Sentenza 17 luglio 2014, n.16379

Ai fini specifici che rilevano in questa sede, ovvero la
composizione del contrasto giurisprudenziale in merito alla fatto se
la convivenza prolungata possa rappresentare una condizione di
violazione dell’ordine pubblico interno (ostativa dunque della
dichiarazione d’efficacia nell’ordinamento civile della
sentenza di nullità del matrimonio pronunciata dal giudice
ecclesiastico), il Collegio ritiene di potere prendere a riferimento
– in ragione delle strette analogie tra le due fattispecie
– i commi 1 e 4 dell’art. 6 della legge n. 184 del 1983
(Diritto del minore ad una famiglia) nel testo sostituito
dall’art. 6, comma 1 della legge n. 149 del 2001, secondo i
quali “L’adozione è consentita a coniugi uniti in
matrimonio da almeno tra anni". Al riguardo, la Corte
costituzionale, chiamata a pronunciarsi tra l’altro sulla
legittimità di tale disposizione originaria, nella parte in cui
disponeva che ai fini della adottabilità che i coniugi
potessero vantare anche una convivenza prematrimoniale di almeno 10
anni, ha sul punto precisato di appoggiare la “scelta adottata
dal legislatore italiano che, al pari di numerosi legislatori europei,
intende il matrimonio … non solo come ‘atto
costitutivo’ ma anche come ‘rapporto giuridico’,
vale a dire come vincolo rafforzato da un periodo di esperienza
matrimoniale, in cui sia perdurante la volontà di vivere
insieme”; ed ha dichiarato infine che “il criterio dei tre
anni successivi alle nozze si configura come requisito minimo
presuntivo a dimostrazione della stabilità del rapporto
matrimoniale” (n. 2 delle considerazioni in diritto, della
sentenza n. 281 del 1994): dalla lettura di tali disposizioni pare
evidente la loro possibile riferibilità alle fattispecie in
esame (in particolare, gli argomenti fondati sulla distinzione
matrimonio-atto e matrimonio rapporto, sulla valorizzazione della
convivenza coniugale con le caratteristiche di stabilità ed
omogeneità, e soprattutto sul criterio dei tre anni successivi
alle nozze).
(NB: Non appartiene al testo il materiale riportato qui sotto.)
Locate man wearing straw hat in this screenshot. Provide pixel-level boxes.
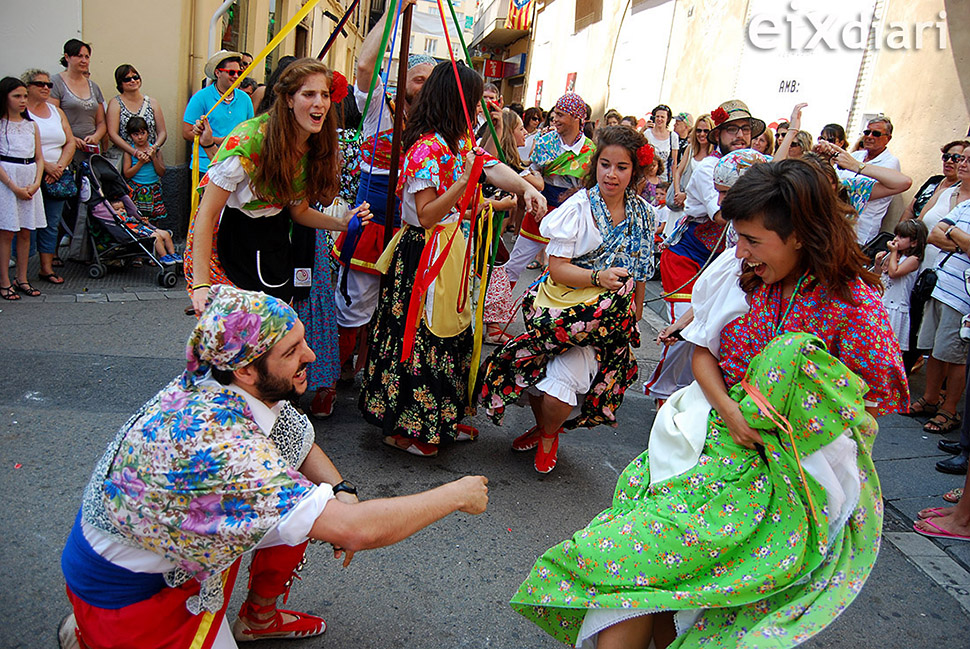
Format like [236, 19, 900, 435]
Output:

Ciò porta ad affermare che la convivenza dei
coniugi, protrattasi per almeno tra anni dalla celebrazione del
matrimonio, in quanto costitutiva di una situazione giuridica
disciplinata da norme di “ordine pubblico interno
italiano”, anche in applicazione dell'art. 7, comma 1 della
Costituzione e del principio supremo di laicità dello Stato,
osta alla dichiarazione di efficacia nella Repubblica Italiana delle
sentenze di nullità del matrimonio concordatario.
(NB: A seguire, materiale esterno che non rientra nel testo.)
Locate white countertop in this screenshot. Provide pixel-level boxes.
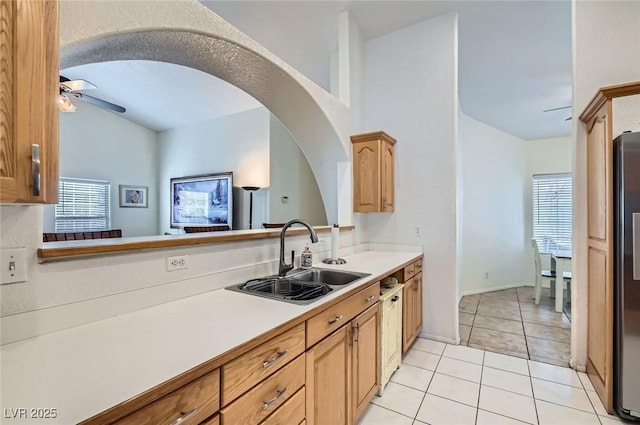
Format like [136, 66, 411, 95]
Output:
[0, 251, 420, 425]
[Così deciso in Roma, nella Camera di Consiglio delle Sezioni
Unite Civili, il 3 dicembre 2013. Depositata in cancelleria il 17
luglio 2014]


Si veda:
Ordinanza interlocutoria 14 gennaio 2013, n. 712


cfr. in OLIR.it.

Sentenza 21 maggio 2014, n.11226

La dichiarazione di nullità del matrimonio per esclusione da
parte di uno solo dei coniugi del bonum prolis non preclude la
delibazione della sentenza ecclesiastica, quando di quella esclusione
fosse a conoscenza l'altro coniuge o quando vi siano stati chiari
elementi rivelatori di tale atteggiamento psichico conoscibili con
l'uso della normale diligenza.

Sentenza 19 maggio 2014, n.10956

Nel procedimento di delibazione la domanda che una delle parti
introduce con citazione (come richiesto dall'art. 4, lett. b), del
protocollo addizionale all'accordo tra Repubblica italiana e Santa
Sede del 18 febbraio 1984, esecutivo con L. 25 marzo 1985, n. 121)
dinanzi alla Corte di appello è soggetta alle regole del
procedimento ordinario, ivi comprese quelle relative al termine di
comparizione di cui all'art. 163 bis c.p.c.
Tale norma,
allo scopo di assicurare il diritto di difesa della controparte,
impone infatti che fra la data della notificazione della citazione e
la data della prima udienza di comparizione trascorra un congruo
termine (dilatorio) minimo, pari a 90 giorni, tenendo conto per
consolidato orientamento giurisprudenziale anche della sospensione
feriale dei termini processuali (Nel caso specie, non essendo stato
osservato il termine di novanta giorni liberi, poichè nel
relativo computo veniva calcolato anche il periodo di sospensione
feriale dei termini processuali, la Suprema Corte ha accolto il
ricorso e rinviato alla Corte d'Appello).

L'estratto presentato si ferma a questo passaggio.